Все тут же устремили взгляды вдаль, где из-за линии горизонта медленно выплывала великолепная белоснежная шхуна.
- Господи, помоги, - забормотал Ивлев, - хоть бы заметили, хоть бы заметили.
Вскоре стало ясно, что судно движется в сторону льдины. От шхуны отделилась шлюпка, и лишь мерный всплеск вёсел нарушал невиданную тишину. В очередной раз смерть прошла мимо.
* * *
Матросы на шлюпке из европейских языков знали только испанский. Лишь Ивлев понимал по-испански несколько слов. Но этого было явно недостаточно, чтобы изъясняться. Общались знаками.
На борту спасённых россиян встречал лично капитан. Двумя – тремя фразами быстро выяснили, что общение на французском приемлемо всем.
Это был родной язык любимого учителя Ивлева Жана Конде. Язык, который молодой русский дворянин впитал в себя вместе с идеалами свободы, равенства и братства. Знал он его если и не в совершенстве, то вполне достаточно, чтобы уловить оттенки передаваемых мыслей.

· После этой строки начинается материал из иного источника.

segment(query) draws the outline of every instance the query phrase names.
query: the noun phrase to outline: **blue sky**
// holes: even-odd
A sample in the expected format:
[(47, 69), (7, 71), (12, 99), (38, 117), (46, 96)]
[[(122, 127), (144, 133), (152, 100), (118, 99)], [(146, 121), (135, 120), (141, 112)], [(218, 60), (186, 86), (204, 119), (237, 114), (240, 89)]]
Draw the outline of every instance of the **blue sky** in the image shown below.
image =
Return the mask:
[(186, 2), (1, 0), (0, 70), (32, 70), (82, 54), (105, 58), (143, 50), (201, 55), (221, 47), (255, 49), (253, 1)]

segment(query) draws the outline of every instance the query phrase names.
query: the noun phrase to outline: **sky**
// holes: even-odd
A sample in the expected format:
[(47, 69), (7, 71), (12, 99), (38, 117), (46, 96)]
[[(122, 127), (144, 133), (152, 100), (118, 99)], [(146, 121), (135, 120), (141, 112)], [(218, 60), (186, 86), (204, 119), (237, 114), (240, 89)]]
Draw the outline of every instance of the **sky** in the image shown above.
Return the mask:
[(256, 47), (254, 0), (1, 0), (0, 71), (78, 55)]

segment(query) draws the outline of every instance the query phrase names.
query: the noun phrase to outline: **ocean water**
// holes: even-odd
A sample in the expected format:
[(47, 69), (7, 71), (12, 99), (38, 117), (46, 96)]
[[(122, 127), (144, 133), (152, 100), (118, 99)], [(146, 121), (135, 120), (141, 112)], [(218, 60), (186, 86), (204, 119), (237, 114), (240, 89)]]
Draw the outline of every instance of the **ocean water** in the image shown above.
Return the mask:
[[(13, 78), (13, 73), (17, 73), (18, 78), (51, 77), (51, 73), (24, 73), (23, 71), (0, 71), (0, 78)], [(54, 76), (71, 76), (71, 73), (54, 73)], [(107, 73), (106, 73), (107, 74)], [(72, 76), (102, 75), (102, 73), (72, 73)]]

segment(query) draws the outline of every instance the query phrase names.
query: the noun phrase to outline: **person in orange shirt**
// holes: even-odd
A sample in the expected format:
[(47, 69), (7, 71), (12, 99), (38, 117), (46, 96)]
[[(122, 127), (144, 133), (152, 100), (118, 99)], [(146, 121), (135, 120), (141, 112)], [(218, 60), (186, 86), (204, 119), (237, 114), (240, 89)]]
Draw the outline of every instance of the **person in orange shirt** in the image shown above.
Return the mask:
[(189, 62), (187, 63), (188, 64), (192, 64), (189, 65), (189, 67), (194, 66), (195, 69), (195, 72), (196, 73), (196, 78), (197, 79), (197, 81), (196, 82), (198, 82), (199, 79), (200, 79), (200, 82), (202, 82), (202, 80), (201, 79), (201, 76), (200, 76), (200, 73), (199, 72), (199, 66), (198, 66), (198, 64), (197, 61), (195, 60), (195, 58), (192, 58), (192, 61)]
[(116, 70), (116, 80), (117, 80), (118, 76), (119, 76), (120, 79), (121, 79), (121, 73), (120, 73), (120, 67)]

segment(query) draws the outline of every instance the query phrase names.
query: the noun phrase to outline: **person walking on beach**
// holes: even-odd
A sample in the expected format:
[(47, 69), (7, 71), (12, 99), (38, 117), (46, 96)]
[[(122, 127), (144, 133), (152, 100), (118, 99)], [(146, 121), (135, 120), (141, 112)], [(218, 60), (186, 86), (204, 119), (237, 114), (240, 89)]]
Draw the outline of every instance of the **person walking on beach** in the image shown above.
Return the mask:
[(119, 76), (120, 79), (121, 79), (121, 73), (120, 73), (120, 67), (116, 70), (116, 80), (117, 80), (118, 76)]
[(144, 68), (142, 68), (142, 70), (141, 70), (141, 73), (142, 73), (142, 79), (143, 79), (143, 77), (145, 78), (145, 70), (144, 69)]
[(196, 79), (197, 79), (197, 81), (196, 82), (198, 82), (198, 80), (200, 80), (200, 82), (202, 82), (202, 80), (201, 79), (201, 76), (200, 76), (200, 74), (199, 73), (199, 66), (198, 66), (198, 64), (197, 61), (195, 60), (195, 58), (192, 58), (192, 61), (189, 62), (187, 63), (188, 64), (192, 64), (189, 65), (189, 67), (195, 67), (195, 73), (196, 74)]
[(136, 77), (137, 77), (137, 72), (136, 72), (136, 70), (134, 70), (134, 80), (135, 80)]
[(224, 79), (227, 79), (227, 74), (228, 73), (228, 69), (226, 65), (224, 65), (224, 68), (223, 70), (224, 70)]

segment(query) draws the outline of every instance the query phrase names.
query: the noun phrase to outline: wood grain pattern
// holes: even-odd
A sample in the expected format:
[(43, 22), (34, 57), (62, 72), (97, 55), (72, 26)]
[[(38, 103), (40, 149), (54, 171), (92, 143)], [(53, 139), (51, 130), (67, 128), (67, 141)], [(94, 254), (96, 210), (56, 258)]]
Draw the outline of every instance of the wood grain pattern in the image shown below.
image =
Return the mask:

- Господа, - важно и даже заносчиво представился капитан, - вас приветствует дон Иглесиас, потомок одного из старинных и знатных родов Басконии. Прошу не гнушаться гостеприимством. Как истинные моряки, гордые сыны Страны Басков всегда готовы оказать помощь терпящим бедствие.
Капитан был фигурой весьма колоритной и сразу произвёл на гостей неизгладимое впечатление. Ростом он оказался на голову выше остальных, и оттого непроизвольно сутулился. К тому же был необычайно худ, и имел длинные руки и ноги, которые ему явно мешали. Великолепные каштановые волосы баска ниспадали изящной косицей, а огромные пышные усы у многих вызывали нескрываемую зависть. Впрочем, щёки и подбородок были тщательно выбриты.
Высокий, костистый лоб, подёрнутый первыми морщинами, и глубоко сидящие карие глаза говорили о недюжинном уме. Весь облик баска выражал тоску и уныние непонятого и не признанного обществом человека.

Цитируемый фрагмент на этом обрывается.